The case for the defence is that these HFTs provide the basis for market liquidity. Without them, the argument goes, it would become significantly more difficult for people to trade in and out of their positions in a timely, efficient manner.
Felix Salmon, blogging editor for Reuters, is among those who have cast doubt on this logic in the wake of the Knight Capital crash. He writes:
"I frankly find it very hard to believe that all this trading is creating real value, as opposed to simply creating ever-larger tail risk. Bid-offer spreads are low, and there's a lot of liquidity available on a day-to-day basis, but it's very hard to put a dollar value on that liquidity."
One of the potential solutions proposed by Salmon is a financial-transaction tax that would have the effect of reducing the benefit of this quest for speed. His contention finds support from Matai, who says that these types of trades only provide the semblance of liquidity, which is therefore prone to evaporating.

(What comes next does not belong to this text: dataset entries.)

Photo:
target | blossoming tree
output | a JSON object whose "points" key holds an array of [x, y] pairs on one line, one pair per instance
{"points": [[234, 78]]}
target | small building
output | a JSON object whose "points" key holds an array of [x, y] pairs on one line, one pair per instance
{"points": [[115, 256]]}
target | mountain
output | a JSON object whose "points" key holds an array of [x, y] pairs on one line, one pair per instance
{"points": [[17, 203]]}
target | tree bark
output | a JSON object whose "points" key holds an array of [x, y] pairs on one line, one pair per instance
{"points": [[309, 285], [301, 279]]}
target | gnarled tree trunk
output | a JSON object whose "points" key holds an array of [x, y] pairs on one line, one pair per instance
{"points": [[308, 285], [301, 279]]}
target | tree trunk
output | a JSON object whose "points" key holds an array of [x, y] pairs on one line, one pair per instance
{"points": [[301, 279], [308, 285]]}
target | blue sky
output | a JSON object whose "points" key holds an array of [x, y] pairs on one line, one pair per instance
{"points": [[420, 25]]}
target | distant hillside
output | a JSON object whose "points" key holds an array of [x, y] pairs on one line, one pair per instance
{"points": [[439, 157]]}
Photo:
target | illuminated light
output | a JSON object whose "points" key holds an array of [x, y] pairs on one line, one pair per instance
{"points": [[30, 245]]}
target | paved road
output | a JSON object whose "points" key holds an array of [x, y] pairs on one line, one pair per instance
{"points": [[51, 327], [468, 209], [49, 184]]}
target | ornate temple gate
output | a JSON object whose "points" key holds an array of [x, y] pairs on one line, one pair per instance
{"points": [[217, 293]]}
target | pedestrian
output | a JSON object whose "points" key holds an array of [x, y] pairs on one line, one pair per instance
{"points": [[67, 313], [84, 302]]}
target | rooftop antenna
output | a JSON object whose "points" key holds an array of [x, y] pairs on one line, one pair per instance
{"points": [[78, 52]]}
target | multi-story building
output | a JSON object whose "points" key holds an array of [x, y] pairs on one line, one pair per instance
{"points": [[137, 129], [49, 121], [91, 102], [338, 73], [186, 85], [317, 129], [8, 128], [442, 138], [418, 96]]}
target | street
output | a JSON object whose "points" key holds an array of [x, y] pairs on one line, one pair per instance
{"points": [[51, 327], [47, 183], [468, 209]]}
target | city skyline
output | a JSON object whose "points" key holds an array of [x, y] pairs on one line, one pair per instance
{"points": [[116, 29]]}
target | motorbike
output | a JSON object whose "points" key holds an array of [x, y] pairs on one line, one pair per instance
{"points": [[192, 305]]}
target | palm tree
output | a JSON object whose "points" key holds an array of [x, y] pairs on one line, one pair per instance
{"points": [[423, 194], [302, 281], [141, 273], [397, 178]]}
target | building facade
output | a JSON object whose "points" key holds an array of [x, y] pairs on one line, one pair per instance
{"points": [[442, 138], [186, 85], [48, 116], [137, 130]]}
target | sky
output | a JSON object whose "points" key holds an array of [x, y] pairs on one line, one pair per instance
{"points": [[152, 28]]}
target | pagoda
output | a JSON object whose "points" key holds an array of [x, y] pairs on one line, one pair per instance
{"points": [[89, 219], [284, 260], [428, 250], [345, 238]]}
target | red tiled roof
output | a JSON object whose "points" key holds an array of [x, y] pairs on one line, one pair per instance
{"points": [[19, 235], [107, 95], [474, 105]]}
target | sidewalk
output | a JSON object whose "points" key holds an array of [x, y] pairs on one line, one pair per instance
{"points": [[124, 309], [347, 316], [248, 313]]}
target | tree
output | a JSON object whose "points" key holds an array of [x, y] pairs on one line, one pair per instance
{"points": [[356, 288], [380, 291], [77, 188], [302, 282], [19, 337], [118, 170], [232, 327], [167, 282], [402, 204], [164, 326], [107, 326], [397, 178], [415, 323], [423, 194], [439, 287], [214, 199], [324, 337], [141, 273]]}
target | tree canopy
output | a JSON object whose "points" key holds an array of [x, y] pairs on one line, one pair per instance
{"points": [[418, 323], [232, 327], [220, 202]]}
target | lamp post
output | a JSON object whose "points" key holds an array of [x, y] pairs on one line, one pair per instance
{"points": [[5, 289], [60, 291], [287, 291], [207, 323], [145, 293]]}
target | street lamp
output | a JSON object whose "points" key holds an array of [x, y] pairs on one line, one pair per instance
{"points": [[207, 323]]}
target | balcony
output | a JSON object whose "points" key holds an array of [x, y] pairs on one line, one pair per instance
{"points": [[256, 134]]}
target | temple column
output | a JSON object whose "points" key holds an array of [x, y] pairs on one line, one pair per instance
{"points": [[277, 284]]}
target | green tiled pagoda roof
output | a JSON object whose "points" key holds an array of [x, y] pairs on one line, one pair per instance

"Unless a distinction is made between the people who buy and hold and those who trade multiple times in a given second then we will continue to see these types of events. One option is to put a tax on these penny-hoovering transactions but the lobby groups in America have been very vocal in resisting this."
If financial markets are supposed to be about the productive allocation of capital then investing should be prioritised ahead of HFT-type trading. It is only by going down this route that financial firms will be able to restore confidence among retail investors that they are participants and not victims.